O segredo não é tão taxativo quanto eu gostaria que fosse.
Não basta, para viver bem, afastarmo-nos o mais possível do que nos faz mal e
aproximarmo-nos do que nos faz bem, se bem que isso é importante já que tanto
um como outro tendem a formar uma espiral, e espiral por espiral antes a do bem
do que a do mal.
Não se pode, no entanto, descartar de ânimo leve tudo o que
nos aborrece, nos atormenta ou nos suga o ânimo porque, infelizmente, nem
sempre essas coisas vêm de longe, por vezes, eu diria até muito frequentemente,
elas vivem ao nosso lado, acompanham-nos uma grande parte da nossa vida e a
elas une-nos um amor incondicional que por vezes se confunde com raiva e até
mesmo com ódio. Os pais, disse-me uma vez uma querida amiga, a gente leva-os
para a cova, de tal forma se nos entranham na carne.
Assim, dei comigo a pensar, como de resto sempre faço quando
a saída não se apresenta fácil aos meus olhos, que provavelmente deveria
encontrar neste incómodo, chamemos-lhe assim para não ferir suscetibilidades,
que a minha mãe jurou infligir-me, inconscientemente sem dúvida, jura que,
aliás, tem cumprido escrupulosamente, eu diria mesmo que em certas alturas – devotadamente
-, mas dei comigo a pensar, dizia eu, que provavelmente eu deveria encontrar
neste incómodo uma oportunidade de crescimento e de aprendizagem.
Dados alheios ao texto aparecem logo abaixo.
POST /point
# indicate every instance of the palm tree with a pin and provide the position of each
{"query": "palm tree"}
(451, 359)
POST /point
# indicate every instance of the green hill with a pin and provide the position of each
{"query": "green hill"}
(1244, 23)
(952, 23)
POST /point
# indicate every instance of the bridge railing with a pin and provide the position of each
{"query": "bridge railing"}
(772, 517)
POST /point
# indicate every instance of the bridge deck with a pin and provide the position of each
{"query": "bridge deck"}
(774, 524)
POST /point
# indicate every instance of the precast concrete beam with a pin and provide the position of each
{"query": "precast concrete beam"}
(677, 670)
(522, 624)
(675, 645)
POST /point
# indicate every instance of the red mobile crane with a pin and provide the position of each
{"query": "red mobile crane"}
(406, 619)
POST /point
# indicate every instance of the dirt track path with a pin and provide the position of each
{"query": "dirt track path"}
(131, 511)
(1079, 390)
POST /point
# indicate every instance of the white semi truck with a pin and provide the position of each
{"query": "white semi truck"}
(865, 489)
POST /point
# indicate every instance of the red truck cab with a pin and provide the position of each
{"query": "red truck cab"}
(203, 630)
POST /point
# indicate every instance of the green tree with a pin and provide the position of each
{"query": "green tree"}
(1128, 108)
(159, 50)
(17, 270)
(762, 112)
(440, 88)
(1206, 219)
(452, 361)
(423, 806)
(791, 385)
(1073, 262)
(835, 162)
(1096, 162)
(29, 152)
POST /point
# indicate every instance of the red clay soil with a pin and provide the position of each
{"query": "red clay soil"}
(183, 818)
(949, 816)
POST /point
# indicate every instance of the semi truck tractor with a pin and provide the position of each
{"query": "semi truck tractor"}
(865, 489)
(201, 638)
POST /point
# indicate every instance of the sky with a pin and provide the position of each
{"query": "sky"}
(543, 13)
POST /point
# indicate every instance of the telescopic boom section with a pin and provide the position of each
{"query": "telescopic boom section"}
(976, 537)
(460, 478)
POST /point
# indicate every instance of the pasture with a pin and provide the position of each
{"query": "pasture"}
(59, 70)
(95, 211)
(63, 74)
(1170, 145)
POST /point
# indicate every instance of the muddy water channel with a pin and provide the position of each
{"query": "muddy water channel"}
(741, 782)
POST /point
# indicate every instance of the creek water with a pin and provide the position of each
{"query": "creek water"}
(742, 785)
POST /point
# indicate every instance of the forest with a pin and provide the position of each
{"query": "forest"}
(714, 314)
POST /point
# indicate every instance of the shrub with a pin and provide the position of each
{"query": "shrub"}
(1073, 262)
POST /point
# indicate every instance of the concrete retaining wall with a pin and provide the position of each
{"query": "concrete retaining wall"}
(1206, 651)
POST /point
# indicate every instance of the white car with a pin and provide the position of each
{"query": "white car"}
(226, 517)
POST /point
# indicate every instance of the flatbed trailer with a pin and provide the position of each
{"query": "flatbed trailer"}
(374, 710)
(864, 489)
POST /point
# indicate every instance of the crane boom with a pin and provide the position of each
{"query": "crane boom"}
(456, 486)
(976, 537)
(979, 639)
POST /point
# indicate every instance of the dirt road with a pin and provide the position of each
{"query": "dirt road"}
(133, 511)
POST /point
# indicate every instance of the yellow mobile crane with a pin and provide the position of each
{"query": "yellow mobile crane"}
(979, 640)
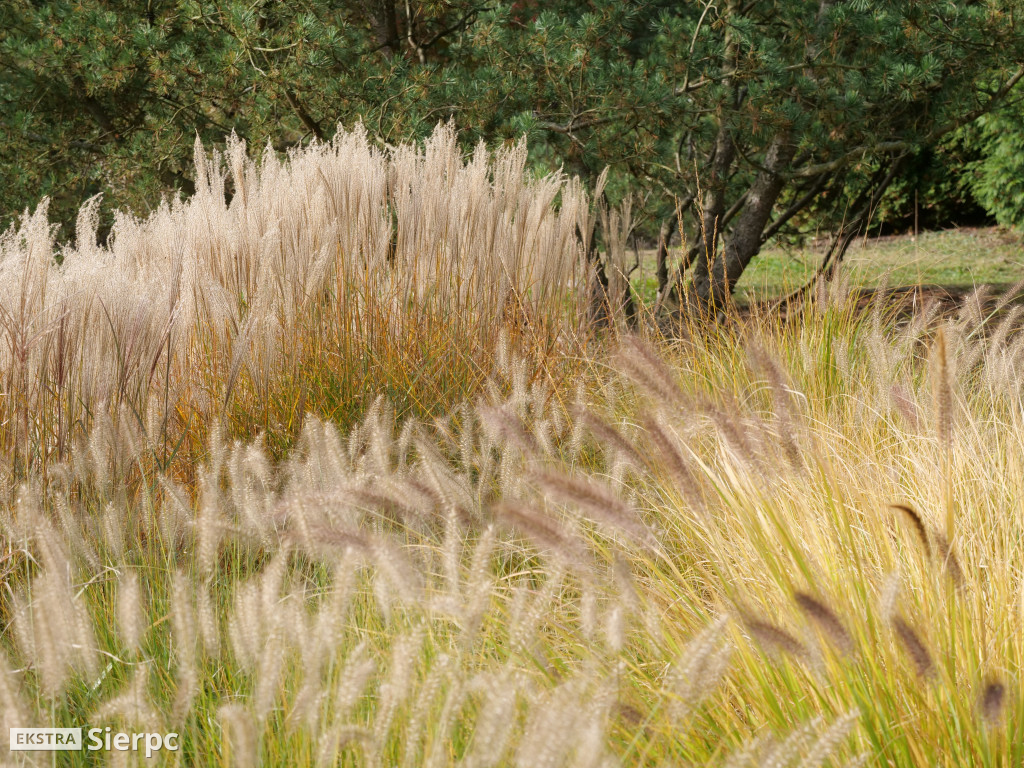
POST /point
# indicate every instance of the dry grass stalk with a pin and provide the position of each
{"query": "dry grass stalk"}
(772, 637)
(991, 702)
(914, 646)
(919, 525)
(825, 620)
Não há dúvida que quem age assim precisa de ajuda. Se eu
estou ou não à altura de a prestar? Sei que não estarei. Que não estou. E sei-o
porque ando há anos a tentar sem ver resultados, muito pelo contrário – com a
idade a coisa está a refinar e cada vez mais a minha mãe me atormenta, todos os
dias, mostrando-me sistematicamente o que a vida tem de mau, a dela, a minha, a
de todos, e encontrando sempre um ou mais problemas daqueles mesmo bicudos e
prementes, que ela não sabe, não pode ou não quer resolver sozinha e para os
quais precisa de mim como de água para a boca, não de pão que é coisa sem a
qual até se consegue viver, mas de água.
A minha mãe tem sido mestre no jogo da manipulação, aquele
jogo que se joga com a culpa e com os medos que na verdade não existem a não
ser na nossa cabeça, e que quem joga sabe explorar como ninguém. A minha mãe é perversa,
e a única atenuante que tem é o facto de nem ela saber o que isso é e, nestas questões,
ao contrário do que diz a lei, quero acreditar que o desconhecimento é o
suficiente para ser declarada a absolvição do réu ou, neste caso, da ré.
Perante isto, e como as hipóteses que tenho de escapar são escassas,
o melhor mesmo é continuar a tentar e aprender, isso sim, a alhear-me o
suficiente para me tornar imune à manipulação. Para tal, preciso de perceber
que o amor que sinto por ela não me obriga a acudir-lhe cada vez que ela dá um
ai, muito pelo contrário, preciso de o usar para a ajudar a crescer. Em suma, e
tal como suspeito há muitos anos, tenho de lhe fazer a ela o que fiz com os
meus filhos, o que faz de mim a mãe da família. Uma mãe órfã, evidentemente.